Poderosa pílula
Acaba de ser liberado no Brasil o Acomplia, um remédio audacioso que, ao mesmo tempo, ataca a obesidade, melhora o colesterol e a diabete. Um dia ele poderá ajudar você
Os brasileiros empenhados em vencer a
obesidade e seus perigosos desdobramentos têm um aliado novo e poderoso.
Chega ao Brasil até o final de julho a primeira pílula que ataca de uma
só vez a obesidade e os conhecidos e temidos vilões a ela associados.

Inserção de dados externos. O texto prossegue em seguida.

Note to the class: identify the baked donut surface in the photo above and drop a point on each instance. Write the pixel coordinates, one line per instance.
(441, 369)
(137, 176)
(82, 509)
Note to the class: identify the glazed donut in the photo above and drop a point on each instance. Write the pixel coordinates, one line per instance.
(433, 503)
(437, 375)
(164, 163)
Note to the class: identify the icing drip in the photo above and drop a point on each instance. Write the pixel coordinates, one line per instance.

Além de combater a gordura, melhora o HDL, o colesterol bom que protege o
coração, e diminui as chances de manifestar diabete, uma doença que se
tornou epidemia mundial e que aumenta drasticamente os riscos de
problemas cardíacos e circulatórios. O super-remédio, o rimonabanto,
fabricado com o nome comercial de Acomplia, da gigante farmacêutica
Sanofi-Aventis, é o primeiro de uma nova classe que combate todos esses
problemas ao mesmo tempo, de um modo abrangente e inédito. Aprovado no
final de abril pela Agência Nacional de Vigilância Sanitária, é
considerado audacioso e com potencial para tirar muita gente do perfil
de risco para doenças cardiovasculares, as que mais matam no mundo. O
medicamento já tem venda liberada em países da Europa e aguarda
autorização do FDA para entrar no mercado americano. Ao que tudo indica,
será o mais novo blockbuster. O termo é aplicado para designar remédios
de grande sucesso como os medicamentos Viagra e Cialis, para disfunção
erétil, Lipitor, para redução do colesterol, e o anticoagulante Plavix.

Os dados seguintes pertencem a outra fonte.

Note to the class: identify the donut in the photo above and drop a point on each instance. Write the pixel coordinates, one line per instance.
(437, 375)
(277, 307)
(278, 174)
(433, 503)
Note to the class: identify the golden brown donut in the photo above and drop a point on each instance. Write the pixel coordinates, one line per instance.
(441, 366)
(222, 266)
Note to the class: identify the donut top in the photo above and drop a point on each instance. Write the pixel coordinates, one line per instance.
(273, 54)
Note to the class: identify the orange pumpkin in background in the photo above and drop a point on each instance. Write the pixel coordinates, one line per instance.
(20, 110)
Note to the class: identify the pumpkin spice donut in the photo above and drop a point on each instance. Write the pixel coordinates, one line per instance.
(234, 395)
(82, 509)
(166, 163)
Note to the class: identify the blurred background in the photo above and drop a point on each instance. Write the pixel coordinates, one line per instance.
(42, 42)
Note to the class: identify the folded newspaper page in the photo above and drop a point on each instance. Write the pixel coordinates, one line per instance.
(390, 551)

Na prática, ele pode ser a esperada
solução para pessoas que estão realmente muito acima do peso e para
aqueles que convivem com alguns quilinhos, situados especialmente no
abdome, e convivem com algum vilões cardiovasculares. Os mais comuns são
a diabete tipo dois, adquirida ao longo da vida, e alterações nos
níveis de colesterol e triglicérides, outra das gorduras circulantes no
organismo. “Quem soma esses três fatores de risco tem três vezes mais
chances de ter um infarto”, diz o cardiologista Álvaro Avezum, diretor
de pesquisa do Instituto Dante Pazzanese, de São Paulo. Quando esses
sintomas aparecem em conjunto, caracterizam o que alguns especialistas
chamam de síndrome metabólica. A lista, encabeçada pelo aumento da
circunferência abdominal – a medida-limite é de 94 centímetros em homens
e 80 para mulheres, inclui a pressão alta, baixos níveis de HDL,
elevação do triglicérides (um tipo de gordura) e também da glicose no
sangue, evidenciado a resistência à insulina, o hormônio que abre a
porta das células para a entrada da glicose. No Brasil, essa
sobreposição de sintomas possivelmente atinge três em cada dez pessoas.

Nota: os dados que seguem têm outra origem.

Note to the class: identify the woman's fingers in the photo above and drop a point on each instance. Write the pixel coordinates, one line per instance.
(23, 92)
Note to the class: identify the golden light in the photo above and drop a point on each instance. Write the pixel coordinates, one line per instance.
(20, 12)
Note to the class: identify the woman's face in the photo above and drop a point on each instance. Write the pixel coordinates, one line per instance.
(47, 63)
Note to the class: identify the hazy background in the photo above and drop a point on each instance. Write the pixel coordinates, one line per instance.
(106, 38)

A ação mais enaltecida do rimonabanto é
sobre o acúmulo de gordura abdominal, aquela que muita gente insiste em
chamar de barriguinha de chope. “A melhor indicação é para as pessoas
que têm acúmulo de gordura abdominal. Ela se infiltra entre os órgãos e
produz substâncias que aumentam o risco de doenças cardiovasculares.
Tudo isso estimula a elevação do colesterol e outros problemas”, explica
o cardiologista Antônio Carlos Chagas, chefe do setor de aterosclerose
do Instituto do Coração da Universidade de São Paulo. No caso do
diabetes, o efeito se explica porque a ação do remédio facilita o
trabalho da insulina, o hormônio encarregado de levar o açúcar para
dentro das células. “A diabete surge quando o pâncreas foi muito exigido
e não consegue mais produzir insulina”, explica o médico Antônio
Roberto Chacra, chefe do serviço de endocrinologia da Universidade
Federal de São Paulo.
Em várias frentes
A explicação para a ação múltipla e
revolucionária do Acomplia é seu mecanismo inédito de ação. Ele usa um
caminho já estudado, mas até agora jamais utilizado pela medicina como
via terapêutica. Trata-se do sistema endocanabinóide, situado em uma
área do cérebro que regula as emoções e que está envolvido em atividades
importantes como a regulação do gasto e formação de estoques de energia
e nas sensações de recompensa e prazer. A estrutura ficou conhecida na
década de 1960 durante os estudos para entender onde a maconha agia no
organismo. A pesquisa revelou que as substâncias ativas da Cannabis
sativa, o nome científico da maconha, dirigiam-se a pontos específicos
das células, os receptores CB1. Como uma chave que encontra a fechadura
perfeita, o encontro das moléculas com os receptores dava o acesso ao
sistema. Ou seja, garantia a ação da substância sobre ele. O avanço da
pesquisa revelou a presença de receptores iguais a esses nos músculos,
na gordura, no intestino e no fígado. Todos eles estão associados, de
algum modo, aos mecanismos de controle das reservas energéticas do
corpo. Quando são estimulados, avisam o cérebro de que está na hora de
providenciar novo suprimento de substâncias que ativem os centros de
prazer. Uma das manifestações dessa ativação é a famosa “larica”, o
desejo de comer doces que acomete algumas pessoas depois de umas
baforadas de cannabis. Feita a descoberta, os cientistas decidiram criar
uma molécula com o poder de bloquear essas “fechaduras” da célula.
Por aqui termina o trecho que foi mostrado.